Earthship Biotecture: Building the Ultimate Sustainable Home

Self-sufficient houses, designed to offer maximum autonomy to their inhabitants, are appearing throughout the world. Earthship biotecture goes one step further. Its additional ecological advantage? A structure built from recycled materials.

Imagined by the American architect Michael Reynolds in the early 1970s, earthship homes are easily recognizable by their architecture: large south-facing glass windows, earth walls and a partly buried structure. Their main goal is to make the most out of the natural sources of energy surrounding a house. It also aims at putting an end to the endless cycle in which on the one hand, we exhaust the natural resources of our planet while on the other, we produce large quantities of waste.

Living an autonomous lifestyle
Semi-buried, earthships are designed to retain heat. Their large bay windows, inclined to receive as much sunlight as possible in winter, allow for natural sunlight to enter the rooms plentifully. The heat then spreads into the greenhouse and throughout the house, where thermal inertia keeps it stored. The sun and the wind, another powerful and plentiful source of clean energy, can also be used to produce electricity. Solar panels and wind turbines can easily capture the energy needed to supply electrical appliances around the earthship.

The roof an earthship home is inclined to harvest rainwater that will be reused up to four times. A filter system cleans it before it gets into the taps. The pipes then lead it into the greenhouse, to irrigate the plants and steers it to the toilets, from where the “black” water finally exits the home to feed certain garden plants.

As far as food is concerned, although full autonomy is difficult to achieve, some earthship dwellers also raise a few hens and combine greenhouses and vegetable gardens, allowing them to push the ultimate off-grid, self-sustainable lifestyle to the maximum. Anything that can’t be produced in the domestic environment (flour, oil, etc.) must still be obtained by conventional methods.

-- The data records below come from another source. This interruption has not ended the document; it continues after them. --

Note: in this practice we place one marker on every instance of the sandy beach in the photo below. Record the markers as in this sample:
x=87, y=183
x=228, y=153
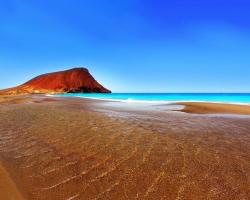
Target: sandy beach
x=72, y=148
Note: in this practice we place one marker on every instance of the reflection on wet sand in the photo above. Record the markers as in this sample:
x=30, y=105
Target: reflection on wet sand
x=80, y=149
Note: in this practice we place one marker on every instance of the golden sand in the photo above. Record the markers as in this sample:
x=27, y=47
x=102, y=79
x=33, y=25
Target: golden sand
x=82, y=149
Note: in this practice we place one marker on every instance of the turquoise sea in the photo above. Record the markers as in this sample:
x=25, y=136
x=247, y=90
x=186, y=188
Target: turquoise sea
x=239, y=98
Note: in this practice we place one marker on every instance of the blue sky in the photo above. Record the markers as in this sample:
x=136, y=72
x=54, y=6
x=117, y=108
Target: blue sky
x=130, y=45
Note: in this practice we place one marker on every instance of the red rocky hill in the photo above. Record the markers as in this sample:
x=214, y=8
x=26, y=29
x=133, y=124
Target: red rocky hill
x=76, y=80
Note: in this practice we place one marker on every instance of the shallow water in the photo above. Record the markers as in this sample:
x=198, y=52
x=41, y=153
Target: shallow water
x=76, y=150
x=243, y=98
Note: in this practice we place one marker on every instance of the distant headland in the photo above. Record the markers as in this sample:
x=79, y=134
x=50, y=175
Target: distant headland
x=75, y=80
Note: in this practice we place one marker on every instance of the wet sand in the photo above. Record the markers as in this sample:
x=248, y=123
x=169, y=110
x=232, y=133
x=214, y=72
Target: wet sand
x=215, y=108
x=62, y=148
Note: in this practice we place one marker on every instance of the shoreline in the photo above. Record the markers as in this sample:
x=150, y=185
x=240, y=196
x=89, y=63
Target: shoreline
x=189, y=107
x=74, y=148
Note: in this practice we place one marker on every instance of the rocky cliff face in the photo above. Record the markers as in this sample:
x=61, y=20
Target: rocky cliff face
x=76, y=80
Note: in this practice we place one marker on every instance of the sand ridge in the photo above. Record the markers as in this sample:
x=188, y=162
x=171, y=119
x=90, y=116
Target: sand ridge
x=80, y=149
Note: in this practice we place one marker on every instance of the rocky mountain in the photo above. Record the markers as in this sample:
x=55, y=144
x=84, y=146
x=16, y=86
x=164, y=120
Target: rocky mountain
x=76, y=80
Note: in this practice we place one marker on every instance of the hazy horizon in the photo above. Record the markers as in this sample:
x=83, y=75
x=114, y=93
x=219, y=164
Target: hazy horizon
x=130, y=46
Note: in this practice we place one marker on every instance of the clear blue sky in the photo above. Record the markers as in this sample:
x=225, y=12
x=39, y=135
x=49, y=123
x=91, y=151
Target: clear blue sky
x=130, y=45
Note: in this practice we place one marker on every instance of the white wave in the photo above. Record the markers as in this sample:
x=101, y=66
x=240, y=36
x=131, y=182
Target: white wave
x=130, y=100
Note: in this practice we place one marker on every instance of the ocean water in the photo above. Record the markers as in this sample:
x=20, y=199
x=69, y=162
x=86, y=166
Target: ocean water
x=239, y=98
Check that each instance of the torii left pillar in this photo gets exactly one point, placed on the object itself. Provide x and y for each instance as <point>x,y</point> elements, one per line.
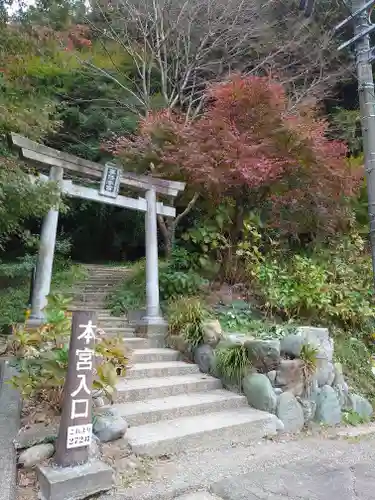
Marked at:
<point>152,325</point>
<point>43,277</point>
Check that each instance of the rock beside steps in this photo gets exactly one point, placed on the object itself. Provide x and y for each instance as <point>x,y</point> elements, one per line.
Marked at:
<point>169,405</point>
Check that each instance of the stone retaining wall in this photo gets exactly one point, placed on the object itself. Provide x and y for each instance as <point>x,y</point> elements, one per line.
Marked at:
<point>10,411</point>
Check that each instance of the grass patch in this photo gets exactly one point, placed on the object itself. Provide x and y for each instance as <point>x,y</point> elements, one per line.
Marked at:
<point>185,318</point>
<point>232,363</point>
<point>355,358</point>
<point>131,293</point>
<point>14,298</point>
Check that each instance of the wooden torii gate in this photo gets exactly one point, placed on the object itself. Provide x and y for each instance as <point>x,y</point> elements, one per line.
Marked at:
<point>111,179</point>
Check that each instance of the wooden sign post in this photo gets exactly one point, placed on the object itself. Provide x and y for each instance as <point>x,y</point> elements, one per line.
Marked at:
<point>72,447</point>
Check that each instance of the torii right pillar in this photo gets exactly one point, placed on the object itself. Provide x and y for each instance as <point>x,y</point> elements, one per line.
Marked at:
<point>152,325</point>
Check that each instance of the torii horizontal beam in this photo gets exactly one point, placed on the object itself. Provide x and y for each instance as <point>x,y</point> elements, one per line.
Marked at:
<point>75,191</point>
<point>36,152</point>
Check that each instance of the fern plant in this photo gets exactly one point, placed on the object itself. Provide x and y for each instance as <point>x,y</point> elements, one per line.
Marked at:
<point>309,357</point>
<point>185,318</point>
<point>232,363</point>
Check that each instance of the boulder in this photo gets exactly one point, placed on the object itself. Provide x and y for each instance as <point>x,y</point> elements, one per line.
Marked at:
<point>259,392</point>
<point>312,390</point>
<point>98,402</point>
<point>272,376</point>
<point>308,407</point>
<point>264,355</point>
<point>290,412</point>
<point>291,345</point>
<point>109,426</point>
<point>325,372</point>
<point>361,406</point>
<point>36,454</point>
<point>290,377</point>
<point>318,337</point>
<point>341,387</point>
<point>94,449</point>
<point>178,343</point>
<point>212,332</point>
<point>328,409</point>
<point>37,434</point>
<point>338,375</point>
<point>234,339</point>
<point>204,357</point>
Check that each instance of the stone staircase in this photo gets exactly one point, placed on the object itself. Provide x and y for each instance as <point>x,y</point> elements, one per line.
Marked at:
<point>169,405</point>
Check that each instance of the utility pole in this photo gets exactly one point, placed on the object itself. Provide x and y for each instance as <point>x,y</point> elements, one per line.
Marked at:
<point>360,16</point>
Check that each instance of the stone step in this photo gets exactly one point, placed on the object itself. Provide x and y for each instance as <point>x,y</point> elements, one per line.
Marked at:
<point>100,293</point>
<point>136,343</point>
<point>93,305</point>
<point>153,355</point>
<point>196,403</point>
<point>116,329</point>
<point>113,321</point>
<point>104,274</point>
<point>160,369</point>
<point>125,333</point>
<point>81,307</point>
<point>208,431</point>
<point>102,280</point>
<point>158,387</point>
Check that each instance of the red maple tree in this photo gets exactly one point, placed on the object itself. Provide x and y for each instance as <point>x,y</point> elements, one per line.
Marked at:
<point>248,145</point>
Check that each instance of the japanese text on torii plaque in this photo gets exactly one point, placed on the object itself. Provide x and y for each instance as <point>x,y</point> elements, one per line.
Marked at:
<point>76,422</point>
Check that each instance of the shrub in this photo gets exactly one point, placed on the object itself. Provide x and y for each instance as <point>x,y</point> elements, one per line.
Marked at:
<point>41,357</point>
<point>309,358</point>
<point>131,294</point>
<point>355,358</point>
<point>232,363</point>
<point>185,318</point>
<point>173,283</point>
<point>332,285</point>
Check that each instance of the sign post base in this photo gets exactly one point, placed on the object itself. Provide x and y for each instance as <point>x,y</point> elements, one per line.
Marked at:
<point>75,483</point>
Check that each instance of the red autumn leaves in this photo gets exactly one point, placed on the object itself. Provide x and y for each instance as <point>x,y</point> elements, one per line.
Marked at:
<point>247,139</point>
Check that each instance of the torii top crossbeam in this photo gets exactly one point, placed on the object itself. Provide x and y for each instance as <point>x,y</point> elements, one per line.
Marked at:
<point>34,151</point>
<point>111,178</point>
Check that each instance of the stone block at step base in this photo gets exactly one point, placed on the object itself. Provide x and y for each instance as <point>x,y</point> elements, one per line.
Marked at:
<point>290,412</point>
<point>154,329</point>
<point>263,354</point>
<point>290,377</point>
<point>109,425</point>
<point>318,337</point>
<point>259,392</point>
<point>212,332</point>
<point>325,372</point>
<point>134,317</point>
<point>74,483</point>
<point>328,409</point>
<point>360,405</point>
<point>198,495</point>
<point>204,357</point>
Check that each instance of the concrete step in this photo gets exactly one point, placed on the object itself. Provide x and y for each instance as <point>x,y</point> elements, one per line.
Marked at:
<point>136,343</point>
<point>208,431</point>
<point>153,355</point>
<point>161,369</point>
<point>126,333</point>
<point>83,308</point>
<point>158,387</point>
<point>93,305</point>
<point>196,403</point>
<point>117,329</point>
<point>113,321</point>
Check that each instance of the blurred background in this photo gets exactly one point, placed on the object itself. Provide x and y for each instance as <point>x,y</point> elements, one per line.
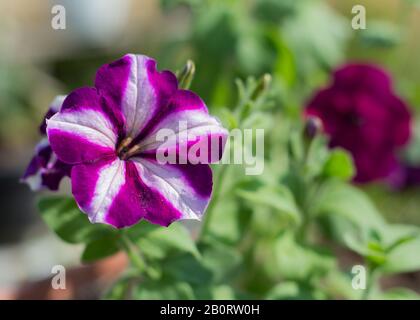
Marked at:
<point>298,42</point>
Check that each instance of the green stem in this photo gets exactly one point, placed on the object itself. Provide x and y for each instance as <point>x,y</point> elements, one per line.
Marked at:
<point>216,187</point>
<point>132,252</point>
<point>370,283</point>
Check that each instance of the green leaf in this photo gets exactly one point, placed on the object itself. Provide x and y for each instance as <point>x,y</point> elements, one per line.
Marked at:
<point>62,215</point>
<point>290,290</point>
<point>403,258</point>
<point>223,261</point>
<point>339,165</point>
<point>342,201</point>
<point>277,197</point>
<point>398,294</point>
<point>298,262</point>
<point>186,267</point>
<point>165,289</point>
<point>160,242</point>
<point>100,248</point>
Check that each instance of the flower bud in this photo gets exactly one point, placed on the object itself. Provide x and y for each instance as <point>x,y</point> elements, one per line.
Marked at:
<point>313,126</point>
<point>187,74</point>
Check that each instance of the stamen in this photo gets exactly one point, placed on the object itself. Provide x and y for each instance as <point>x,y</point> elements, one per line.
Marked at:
<point>124,144</point>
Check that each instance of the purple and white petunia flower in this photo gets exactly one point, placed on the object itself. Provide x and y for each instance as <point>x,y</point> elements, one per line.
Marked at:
<point>45,171</point>
<point>108,134</point>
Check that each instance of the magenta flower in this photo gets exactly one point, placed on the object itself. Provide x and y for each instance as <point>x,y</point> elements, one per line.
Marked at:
<point>45,171</point>
<point>109,134</point>
<point>361,113</point>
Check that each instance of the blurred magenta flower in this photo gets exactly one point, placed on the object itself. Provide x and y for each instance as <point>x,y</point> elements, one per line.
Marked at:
<point>44,169</point>
<point>109,134</point>
<point>404,177</point>
<point>361,113</point>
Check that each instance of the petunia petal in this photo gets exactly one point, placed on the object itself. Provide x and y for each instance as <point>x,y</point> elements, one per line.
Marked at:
<point>45,170</point>
<point>83,130</point>
<point>136,88</point>
<point>187,187</point>
<point>114,192</point>
<point>54,107</point>
<point>95,185</point>
<point>185,126</point>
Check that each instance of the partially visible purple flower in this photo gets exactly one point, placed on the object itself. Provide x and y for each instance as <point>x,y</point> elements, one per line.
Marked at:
<point>405,176</point>
<point>109,134</point>
<point>44,169</point>
<point>361,113</point>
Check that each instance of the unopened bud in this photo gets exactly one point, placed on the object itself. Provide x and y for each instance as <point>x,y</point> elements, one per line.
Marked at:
<point>187,74</point>
<point>263,84</point>
<point>313,126</point>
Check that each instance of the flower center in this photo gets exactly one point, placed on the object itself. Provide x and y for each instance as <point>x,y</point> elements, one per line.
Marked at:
<point>125,150</point>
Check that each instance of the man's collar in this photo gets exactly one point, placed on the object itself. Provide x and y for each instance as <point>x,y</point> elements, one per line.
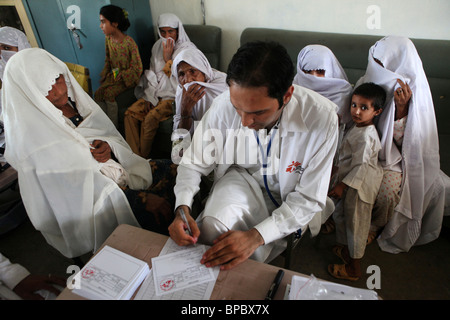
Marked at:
<point>291,119</point>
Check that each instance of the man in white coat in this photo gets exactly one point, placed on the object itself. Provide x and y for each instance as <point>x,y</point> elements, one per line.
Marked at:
<point>271,146</point>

Turning waste into construction materials

The aim of self-builders of this type of habitat is to use a maximum of natural local materials to minimize resource use. The concept also integrates waste reduction through the recycling of “garbage” into building materials. Many of the materials used in the construction of an earthship come from used products that would otherwise fill up a landfill. The less energy required to turn a found object into a usable building material the better.

Tires filled with compacted earth serve as thick walls that create a lot of thermal mass in the building, keeping the temperature of the house relatively stable. Aluminum cans, stacked on top of each other and surrounded with adobe or cement, make for very good bricks to build interior, non-structural walls. Glass bottles encrusted inside walls bring color and light inside rooms, creating beautiful interiors. While all the objects may be obtained free of charge, they do take time to collect. Other than that, the only major cost is the purchase of large windows and technical systems such as solar panels, wind turbines, pumps, batteries and filters.

Democratizing eco construction

Given the complexity of these systems, specific floor plans are needed. The Reynolds Company, Earthship biotecture, sells them online. Without these plans, an Earthship can’t officially bear this name, since the company has registered the trademark, even though many other constructions are in fact inspired by the earthship model. By the end of 2015, the Reynolds Company launched a mobile application, available for just $10, which provides a guide to building an earthship. Similar initiatives have been launched by the Habite Ta Terre association in France or La Serre du Futur in Quebec.

No need to buy or rent a backhoe loader to build your own home. In principle, anyone should be able to build an earthship. No specific construction skill should be required and the nature of the materials for building an earthship should allow for assembling skills to be learned and mastered in just a few hours. Self-construction sometimes hinders people who are attracted to the concept: without any building knowledge, it can seem like a difficult task to achieve. Also, not everyone is ready to take several years off to build a house. Often, it is a participatory process that allows for the construction of such buildings. For instance, their construction can be completed in just a few weeks with volunteers or an entire community mobilized around the project.